From that point on my academic work was all directed to that end.
I was not a nerd, I was also very active as an
all star football player and on the track team, president of the
photography club, second in command of the school cadet corps,
photography editor then editor in chief of the school yearbook,
Piper and drummer in the Pipe band etc. etc. and I also played base
guitar and sang in the first Toronto Rock Group. In this, I was a
revolutionary (which figures in my later willingness to also be so
in psychology) since rock was considered the music of the devil back
then.
My two favorite fairytale heroes were the
little boy in the Emperors New Clothes and David of David
and Goliath which also speaks to my fundamental scripting. I
also became an atheist, or perhaps more correctly an agnostic, in
keeping with my quest to become a pure scientist.

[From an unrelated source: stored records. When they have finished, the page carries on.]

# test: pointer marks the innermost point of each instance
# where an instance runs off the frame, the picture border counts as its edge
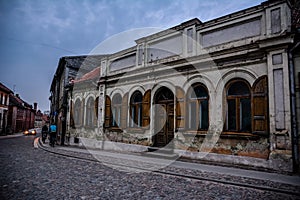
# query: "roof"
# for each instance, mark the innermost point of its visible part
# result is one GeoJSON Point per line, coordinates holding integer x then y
{"type": "Point", "coordinates": [79, 65]}
{"type": "Point", "coordinates": [4, 88]}
{"type": "Point", "coordinates": [95, 73]}
{"type": "Point", "coordinates": [15, 100]}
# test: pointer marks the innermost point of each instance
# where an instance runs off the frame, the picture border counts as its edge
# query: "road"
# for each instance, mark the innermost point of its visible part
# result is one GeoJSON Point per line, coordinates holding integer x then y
{"type": "Point", "coordinates": [32, 173]}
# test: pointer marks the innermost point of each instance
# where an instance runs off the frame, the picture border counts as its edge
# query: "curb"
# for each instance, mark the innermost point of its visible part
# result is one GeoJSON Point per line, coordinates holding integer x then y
{"type": "Point", "coordinates": [2, 137]}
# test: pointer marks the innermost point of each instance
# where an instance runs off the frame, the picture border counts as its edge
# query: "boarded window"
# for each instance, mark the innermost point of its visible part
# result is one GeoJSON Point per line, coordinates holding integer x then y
{"type": "Point", "coordinates": [78, 113]}
{"type": "Point", "coordinates": [124, 111]}
{"type": "Point", "coordinates": [136, 103]}
{"type": "Point", "coordinates": [260, 107]}
{"type": "Point", "coordinates": [90, 112]}
{"type": "Point", "coordinates": [279, 99]}
{"type": "Point", "coordinates": [146, 108]}
{"type": "Point", "coordinates": [180, 109]}
{"type": "Point", "coordinates": [275, 21]}
{"type": "Point", "coordinates": [116, 110]}
{"type": "Point", "coordinates": [108, 116]}
{"type": "Point", "coordinates": [190, 40]}
{"type": "Point", "coordinates": [198, 108]}
{"type": "Point", "coordinates": [238, 106]}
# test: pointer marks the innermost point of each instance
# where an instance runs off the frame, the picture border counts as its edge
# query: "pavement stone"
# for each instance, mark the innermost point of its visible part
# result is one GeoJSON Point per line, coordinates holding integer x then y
{"type": "Point", "coordinates": [32, 173]}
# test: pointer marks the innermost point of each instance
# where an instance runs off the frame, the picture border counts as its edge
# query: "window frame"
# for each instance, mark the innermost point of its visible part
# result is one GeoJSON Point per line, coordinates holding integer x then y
{"type": "Point", "coordinates": [116, 110]}
{"type": "Point", "coordinates": [197, 101]}
{"type": "Point", "coordinates": [136, 111]}
{"type": "Point", "coordinates": [238, 109]}
{"type": "Point", "coordinates": [78, 113]}
{"type": "Point", "coordinates": [90, 114]}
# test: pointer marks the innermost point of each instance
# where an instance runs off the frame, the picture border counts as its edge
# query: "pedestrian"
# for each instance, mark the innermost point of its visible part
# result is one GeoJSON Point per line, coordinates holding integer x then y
{"type": "Point", "coordinates": [44, 132]}
{"type": "Point", "coordinates": [52, 131]}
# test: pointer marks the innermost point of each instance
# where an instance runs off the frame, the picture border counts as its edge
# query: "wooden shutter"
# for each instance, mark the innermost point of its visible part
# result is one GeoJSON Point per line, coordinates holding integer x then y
{"type": "Point", "coordinates": [72, 124]}
{"type": "Point", "coordinates": [124, 111]}
{"type": "Point", "coordinates": [96, 104]}
{"type": "Point", "coordinates": [107, 118]}
{"type": "Point", "coordinates": [81, 123]}
{"type": "Point", "coordinates": [260, 107]}
{"type": "Point", "coordinates": [180, 109]}
{"type": "Point", "coordinates": [146, 108]}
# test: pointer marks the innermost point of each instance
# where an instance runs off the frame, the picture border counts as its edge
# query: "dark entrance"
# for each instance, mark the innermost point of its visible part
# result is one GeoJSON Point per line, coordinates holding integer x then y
{"type": "Point", "coordinates": [164, 117]}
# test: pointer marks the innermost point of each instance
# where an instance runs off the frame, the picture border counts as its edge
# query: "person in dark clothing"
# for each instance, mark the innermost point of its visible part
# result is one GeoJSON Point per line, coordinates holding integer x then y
{"type": "Point", "coordinates": [52, 131]}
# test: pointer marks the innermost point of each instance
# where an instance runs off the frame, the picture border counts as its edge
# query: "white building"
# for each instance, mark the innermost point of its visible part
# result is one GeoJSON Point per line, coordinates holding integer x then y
{"type": "Point", "coordinates": [221, 86]}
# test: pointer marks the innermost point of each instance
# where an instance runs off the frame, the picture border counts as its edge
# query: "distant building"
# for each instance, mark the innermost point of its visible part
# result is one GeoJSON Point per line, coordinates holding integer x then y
{"type": "Point", "coordinates": [69, 68]}
{"type": "Point", "coordinates": [225, 90]}
{"type": "Point", "coordinates": [222, 86]}
{"type": "Point", "coordinates": [4, 102]}
{"type": "Point", "coordinates": [21, 115]}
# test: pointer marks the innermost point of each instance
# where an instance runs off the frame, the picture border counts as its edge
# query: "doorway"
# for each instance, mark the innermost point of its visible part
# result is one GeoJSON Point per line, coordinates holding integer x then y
{"type": "Point", "coordinates": [164, 117]}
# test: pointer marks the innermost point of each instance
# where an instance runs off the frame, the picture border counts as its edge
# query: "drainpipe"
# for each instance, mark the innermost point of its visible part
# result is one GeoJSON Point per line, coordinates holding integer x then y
{"type": "Point", "coordinates": [294, 132]}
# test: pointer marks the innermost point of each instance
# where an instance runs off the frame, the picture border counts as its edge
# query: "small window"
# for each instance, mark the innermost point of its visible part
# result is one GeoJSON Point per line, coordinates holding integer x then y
{"type": "Point", "coordinates": [78, 113]}
{"type": "Point", "coordinates": [276, 21]}
{"type": "Point", "coordinates": [190, 40]}
{"type": "Point", "coordinates": [116, 110]}
{"type": "Point", "coordinates": [198, 108]}
{"type": "Point", "coordinates": [238, 107]}
{"type": "Point", "coordinates": [90, 114]}
{"type": "Point", "coordinates": [136, 103]}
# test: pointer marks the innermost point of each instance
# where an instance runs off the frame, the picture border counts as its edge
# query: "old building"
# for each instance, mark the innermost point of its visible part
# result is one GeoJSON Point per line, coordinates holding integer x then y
{"type": "Point", "coordinates": [4, 102]}
{"type": "Point", "coordinates": [220, 90]}
{"type": "Point", "coordinates": [83, 113]}
{"type": "Point", "coordinates": [21, 115]}
{"type": "Point", "coordinates": [69, 68]}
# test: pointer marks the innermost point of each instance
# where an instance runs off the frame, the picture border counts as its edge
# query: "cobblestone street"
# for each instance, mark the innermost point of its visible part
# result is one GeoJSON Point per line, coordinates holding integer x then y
{"type": "Point", "coordinates": [32, 173]}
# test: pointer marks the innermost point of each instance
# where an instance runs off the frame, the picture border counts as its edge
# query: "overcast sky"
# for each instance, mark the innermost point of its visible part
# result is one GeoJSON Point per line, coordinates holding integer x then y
{"type": "Point", "coordinates": [36, 33]}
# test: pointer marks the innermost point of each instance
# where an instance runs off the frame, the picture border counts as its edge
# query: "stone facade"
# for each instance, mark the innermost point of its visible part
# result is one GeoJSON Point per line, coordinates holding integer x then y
{"type": "Point", "coordinates": [225, 90]}
{"type": "Point", "coordinates": [221, 86]}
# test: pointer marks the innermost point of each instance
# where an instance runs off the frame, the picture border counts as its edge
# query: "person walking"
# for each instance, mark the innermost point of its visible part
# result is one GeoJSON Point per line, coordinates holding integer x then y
{"type": "Point", "coordinates": [52, 131]}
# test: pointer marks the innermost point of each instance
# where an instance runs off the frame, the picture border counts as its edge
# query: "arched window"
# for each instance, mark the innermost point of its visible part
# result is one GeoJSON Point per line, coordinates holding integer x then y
{"type": "Point", "coordinates": [90, 114]}
{"type": "Point", "coordinates": [198, 108]}
{"type": "Point", "coordinates": [238, 95]}
{"type": "Point", "coordinates": [78, 113]}
{"type": "Point", "coordinates": [136, 103]}
{"type": "Point", "coordinates": [116, 110]}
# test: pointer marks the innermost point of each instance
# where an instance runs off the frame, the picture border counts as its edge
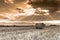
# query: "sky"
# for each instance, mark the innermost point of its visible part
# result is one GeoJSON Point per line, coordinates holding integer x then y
{"type": "Point", "coordinates": [8, 5]}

I struggled to be as objective as I could in
all circumstances and to a very large degree suppressed my feelings
and emotional side. Consequently, I was very susceptible to them and
they would pop out much to my consternation. So I would work even
harder to suppress them.
Later, in the sixties, Mr. Spock of Star Trek
represented my ideal (along with Scottie). By then, I had graduated
from college as a Chemical Engineer (1963) and was working for a
rubber and plastics raw material producer. I turned out a number of
patents and was rising rapidly as a technical service and
development engineer. I was working in the field of golf balls since
we were developing synthetic rubbers to replace the natural ones
used in their production. I dedicated myself to this and soon
developed a reputation in the industry as a whiz kid.
I soon moved to the U.S. (1966) where I
designed and built a golf ball production factory for Ben Hogan. I
continued on totally dedicated to my career and engineering; getting
ahead very rapidly. By 1969, after several career moves, I was
appointed general manager (at age 29) of the Golf Ball division of
Wilson Sporting goods. The position had much to offer, money,
notoriety, country club membership, power, (lunches with people such
as Jerry Ford shortly before he was president), connections to the
White House (I made all the golf balls for the Nixon
Administration).
Since I had succeeded in shelving all my
emotions and feelings and was virtually a Mr. Spock, I had succeeded
well in business but was failing miserably in my personal life.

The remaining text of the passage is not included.